Looking at monthly goals once a month is just about as useless as looking at annual goals once a year.
That’s where planning comes in.
First of all, planning is hard. It’s boring as heck.
- You have to rework approaches.
- You have to accept feedback.
- You have to scrape your ideas.
- You have to check your ego.
- You have to do nonbillable work.
There are ample excuses not to do more growth planning.
There are fires to fight and client work to complete. And you’re already doing work allocation and operational planning every week.
However, if you want to hit a monthly growth goal, bi-weekly planning is a must. It’s easy to skip a week or two of planning and then get to month end with no results.

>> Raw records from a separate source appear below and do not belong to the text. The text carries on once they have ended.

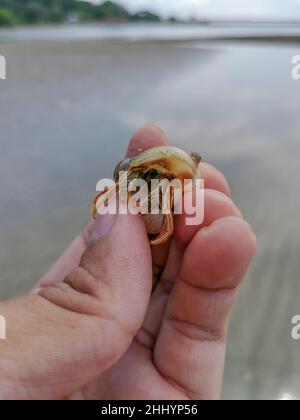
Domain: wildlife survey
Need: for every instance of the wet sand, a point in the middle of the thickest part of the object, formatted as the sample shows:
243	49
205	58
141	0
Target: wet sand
67	112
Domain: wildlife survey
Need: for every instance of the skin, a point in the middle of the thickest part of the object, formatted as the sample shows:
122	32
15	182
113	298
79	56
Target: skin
93	328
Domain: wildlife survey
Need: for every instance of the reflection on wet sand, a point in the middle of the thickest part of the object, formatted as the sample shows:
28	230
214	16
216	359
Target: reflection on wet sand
67	112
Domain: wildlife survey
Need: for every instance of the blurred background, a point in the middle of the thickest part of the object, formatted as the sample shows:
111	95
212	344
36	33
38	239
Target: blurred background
216	76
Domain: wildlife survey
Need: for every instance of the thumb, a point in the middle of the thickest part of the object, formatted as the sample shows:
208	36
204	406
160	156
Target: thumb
83	325
112	283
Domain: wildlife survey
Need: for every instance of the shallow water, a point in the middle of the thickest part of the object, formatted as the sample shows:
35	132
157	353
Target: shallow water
68	109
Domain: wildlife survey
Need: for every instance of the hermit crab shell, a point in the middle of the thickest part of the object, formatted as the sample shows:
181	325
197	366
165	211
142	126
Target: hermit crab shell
170	162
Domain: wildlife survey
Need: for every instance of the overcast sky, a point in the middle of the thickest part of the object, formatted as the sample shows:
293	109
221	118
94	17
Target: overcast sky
230	8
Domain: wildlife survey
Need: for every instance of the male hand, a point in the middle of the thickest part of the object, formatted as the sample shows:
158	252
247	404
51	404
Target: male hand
95	328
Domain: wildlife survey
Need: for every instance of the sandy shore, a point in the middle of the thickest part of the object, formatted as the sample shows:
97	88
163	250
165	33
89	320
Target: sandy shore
67	112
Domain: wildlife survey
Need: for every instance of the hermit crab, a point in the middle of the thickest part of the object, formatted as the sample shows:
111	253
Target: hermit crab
157	163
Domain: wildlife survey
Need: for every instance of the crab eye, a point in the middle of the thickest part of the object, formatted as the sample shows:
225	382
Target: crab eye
121	167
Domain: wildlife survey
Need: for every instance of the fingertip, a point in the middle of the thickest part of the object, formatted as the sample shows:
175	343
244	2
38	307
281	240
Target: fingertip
221	252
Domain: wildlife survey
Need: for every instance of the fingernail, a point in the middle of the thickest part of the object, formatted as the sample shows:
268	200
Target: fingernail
102	227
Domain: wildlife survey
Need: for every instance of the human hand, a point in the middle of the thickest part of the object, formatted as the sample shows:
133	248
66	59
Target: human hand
94	329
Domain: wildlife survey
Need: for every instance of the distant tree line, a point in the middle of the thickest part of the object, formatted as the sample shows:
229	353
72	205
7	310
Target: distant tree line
16	12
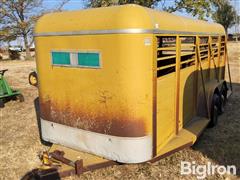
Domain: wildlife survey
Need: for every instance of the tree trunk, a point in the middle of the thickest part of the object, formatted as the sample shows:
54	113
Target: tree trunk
27	48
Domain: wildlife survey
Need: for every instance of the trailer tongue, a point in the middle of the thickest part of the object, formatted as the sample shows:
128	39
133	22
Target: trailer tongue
61	162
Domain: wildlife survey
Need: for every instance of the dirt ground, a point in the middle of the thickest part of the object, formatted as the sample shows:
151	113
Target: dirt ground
20	143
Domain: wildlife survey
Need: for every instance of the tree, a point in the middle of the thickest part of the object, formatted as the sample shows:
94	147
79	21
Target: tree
199	8
18	18
225	14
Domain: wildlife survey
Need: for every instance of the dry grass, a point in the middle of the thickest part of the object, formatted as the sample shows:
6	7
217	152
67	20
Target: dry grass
20	144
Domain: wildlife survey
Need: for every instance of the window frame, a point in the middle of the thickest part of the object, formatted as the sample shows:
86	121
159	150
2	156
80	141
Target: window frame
77	51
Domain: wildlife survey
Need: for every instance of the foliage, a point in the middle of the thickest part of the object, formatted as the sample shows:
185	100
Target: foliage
225	14
18	18
197	8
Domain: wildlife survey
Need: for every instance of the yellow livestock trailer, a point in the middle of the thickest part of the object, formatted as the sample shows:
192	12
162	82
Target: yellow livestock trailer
128	83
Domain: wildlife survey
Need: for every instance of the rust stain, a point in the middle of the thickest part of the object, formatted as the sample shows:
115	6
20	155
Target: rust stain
117	124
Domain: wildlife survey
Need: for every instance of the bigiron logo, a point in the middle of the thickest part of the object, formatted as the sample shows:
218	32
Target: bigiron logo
202	171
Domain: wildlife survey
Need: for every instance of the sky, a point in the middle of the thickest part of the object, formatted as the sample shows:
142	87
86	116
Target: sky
80	4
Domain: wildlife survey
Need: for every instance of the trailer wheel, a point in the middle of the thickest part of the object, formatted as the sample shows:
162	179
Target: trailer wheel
20	97
1	103
214	111
224	93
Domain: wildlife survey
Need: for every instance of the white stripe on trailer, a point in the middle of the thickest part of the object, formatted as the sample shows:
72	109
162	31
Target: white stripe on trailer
121	149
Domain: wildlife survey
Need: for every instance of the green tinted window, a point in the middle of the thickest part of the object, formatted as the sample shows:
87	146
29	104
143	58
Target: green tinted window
62	58
88	59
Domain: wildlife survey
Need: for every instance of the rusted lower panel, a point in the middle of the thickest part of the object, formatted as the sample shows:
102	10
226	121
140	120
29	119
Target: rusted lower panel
121	124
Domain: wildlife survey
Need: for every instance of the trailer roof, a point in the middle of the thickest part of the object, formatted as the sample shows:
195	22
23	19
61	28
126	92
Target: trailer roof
121	19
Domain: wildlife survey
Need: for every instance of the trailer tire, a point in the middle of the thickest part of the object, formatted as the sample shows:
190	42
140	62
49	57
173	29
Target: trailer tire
214	111
224	90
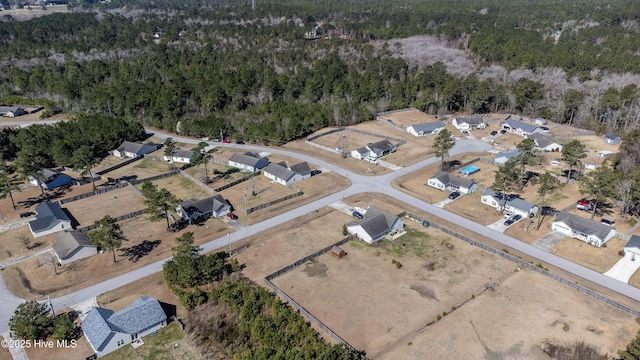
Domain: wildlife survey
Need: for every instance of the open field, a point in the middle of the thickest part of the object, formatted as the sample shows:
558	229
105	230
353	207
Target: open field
113	203
147	242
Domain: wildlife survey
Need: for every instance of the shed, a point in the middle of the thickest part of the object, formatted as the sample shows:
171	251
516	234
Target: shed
337	251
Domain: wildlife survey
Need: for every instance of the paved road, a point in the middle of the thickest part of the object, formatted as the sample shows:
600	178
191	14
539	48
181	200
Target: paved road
359	184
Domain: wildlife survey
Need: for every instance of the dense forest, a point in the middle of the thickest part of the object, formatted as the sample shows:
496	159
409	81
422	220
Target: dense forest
287	68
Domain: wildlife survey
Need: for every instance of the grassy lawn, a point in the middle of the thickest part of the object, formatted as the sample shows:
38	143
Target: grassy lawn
162	345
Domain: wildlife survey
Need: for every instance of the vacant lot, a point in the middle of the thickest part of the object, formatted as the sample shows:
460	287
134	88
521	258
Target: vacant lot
147	243
113	203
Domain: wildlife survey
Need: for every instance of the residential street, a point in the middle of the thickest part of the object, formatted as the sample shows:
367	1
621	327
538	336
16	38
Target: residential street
359	184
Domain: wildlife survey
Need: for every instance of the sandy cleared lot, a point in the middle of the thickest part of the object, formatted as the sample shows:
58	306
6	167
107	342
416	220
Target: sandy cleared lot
113	203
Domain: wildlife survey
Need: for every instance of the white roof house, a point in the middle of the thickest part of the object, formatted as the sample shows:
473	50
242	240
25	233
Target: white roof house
513	204
520	128
467	123
544	143
432	128
375	225
445	181
584	229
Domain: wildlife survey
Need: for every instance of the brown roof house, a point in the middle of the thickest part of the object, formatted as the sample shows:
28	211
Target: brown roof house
70	246
375	225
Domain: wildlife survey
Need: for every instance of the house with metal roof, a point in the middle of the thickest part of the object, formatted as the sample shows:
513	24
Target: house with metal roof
513	204
248	161
432	128
520	128
280	173
216	206
445	181
375	225
587	230
51	179
50	218
107	330
544	143
134	149
469	122
70	246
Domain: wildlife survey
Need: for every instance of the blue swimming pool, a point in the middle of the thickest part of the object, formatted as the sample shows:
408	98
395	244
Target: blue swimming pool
469	170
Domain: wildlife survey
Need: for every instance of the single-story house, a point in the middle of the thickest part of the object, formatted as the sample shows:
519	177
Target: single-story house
70	246
107	330
544	143
51	179
513	204
375	225
50	218
180	155
501	158
584	229
433	128
468	123
520	128
280	173
248	162
374	150
11	111
216	206
632	247
134	149
445	181
612	139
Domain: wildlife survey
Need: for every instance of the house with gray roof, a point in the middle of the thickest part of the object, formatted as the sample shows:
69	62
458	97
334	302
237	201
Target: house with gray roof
180	155
280	173
544	143
432	128
50	218
70	246
469	122
520	128
445	181
107	330
248	161
587	230
134	149
375	225
216	206
513	204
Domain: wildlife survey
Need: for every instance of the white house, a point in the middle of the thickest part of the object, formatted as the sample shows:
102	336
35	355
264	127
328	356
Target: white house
445	181
180	155
375	225
248	162
520	128
544	143
134	149
513	204
584	229
50	218
468	123
433	128
70	246
280	173
107	330
215	206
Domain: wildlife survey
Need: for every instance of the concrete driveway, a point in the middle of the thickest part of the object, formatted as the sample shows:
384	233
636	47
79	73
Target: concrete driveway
624	268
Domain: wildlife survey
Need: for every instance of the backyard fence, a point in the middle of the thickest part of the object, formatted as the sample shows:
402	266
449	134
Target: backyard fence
527	265
273	202
299	307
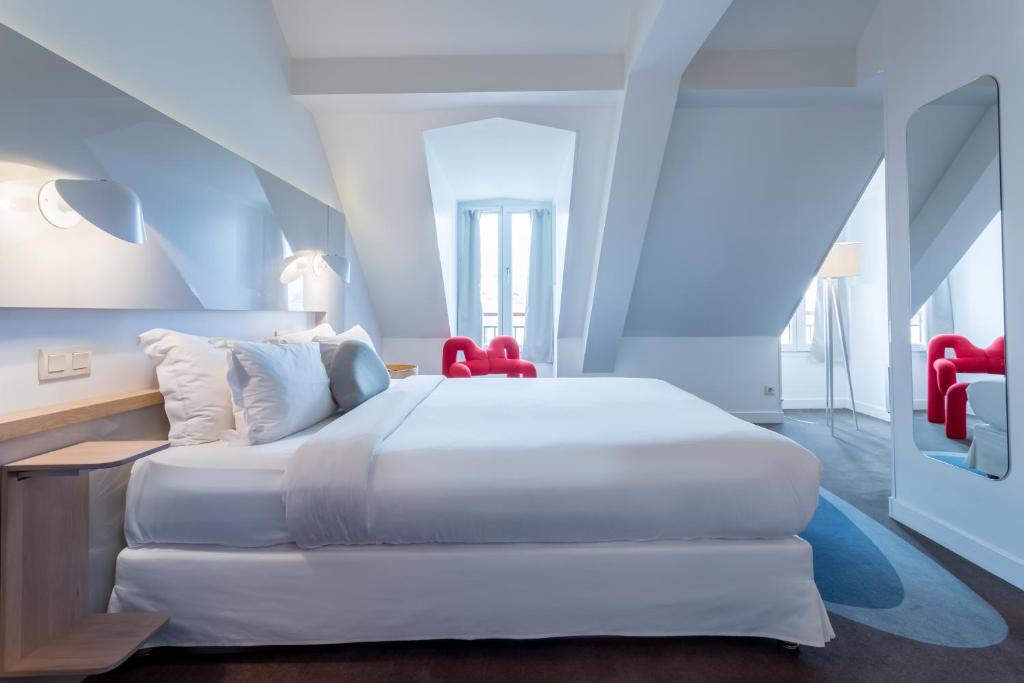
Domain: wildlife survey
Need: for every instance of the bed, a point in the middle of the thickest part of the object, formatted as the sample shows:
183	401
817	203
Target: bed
476	509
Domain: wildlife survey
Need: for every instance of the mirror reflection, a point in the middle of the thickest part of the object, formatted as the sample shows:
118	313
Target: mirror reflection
956	334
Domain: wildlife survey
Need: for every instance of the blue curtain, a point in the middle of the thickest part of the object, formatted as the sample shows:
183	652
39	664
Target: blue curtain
469	309
539	341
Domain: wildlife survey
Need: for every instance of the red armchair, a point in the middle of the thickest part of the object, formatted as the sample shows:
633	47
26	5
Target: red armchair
946	396
501	357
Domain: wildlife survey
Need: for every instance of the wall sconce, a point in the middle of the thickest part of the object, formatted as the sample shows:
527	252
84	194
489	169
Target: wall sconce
340	264
299	264
108	205
303	262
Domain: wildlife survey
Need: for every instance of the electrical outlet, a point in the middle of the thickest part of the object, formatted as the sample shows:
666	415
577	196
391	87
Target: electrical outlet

- If you’re running a paid ad campaign and the algorithm has engaged (usually within a week), you (or your team) should review the results every other day. During the planning, you assess the messaging, audience, and funnel operations.
- If your team is using a new app, bi-weekly check-ins are needed to ensure your team is not spinning their wheels. During the planning, you assess adoption and if additional training is needed.
Impactful growth comes from creating and executing plans to do things you’ve never done before. However, those plans will always inevitably be flawed. There will always be unknown variables.
If you don’t remember anything else from this week’s newsletter, remember this:
Success from a plan only comes from the consistent review and reworking of that plan.
Plans are worthless, but planning is everything. – President Dwight Eisenhower.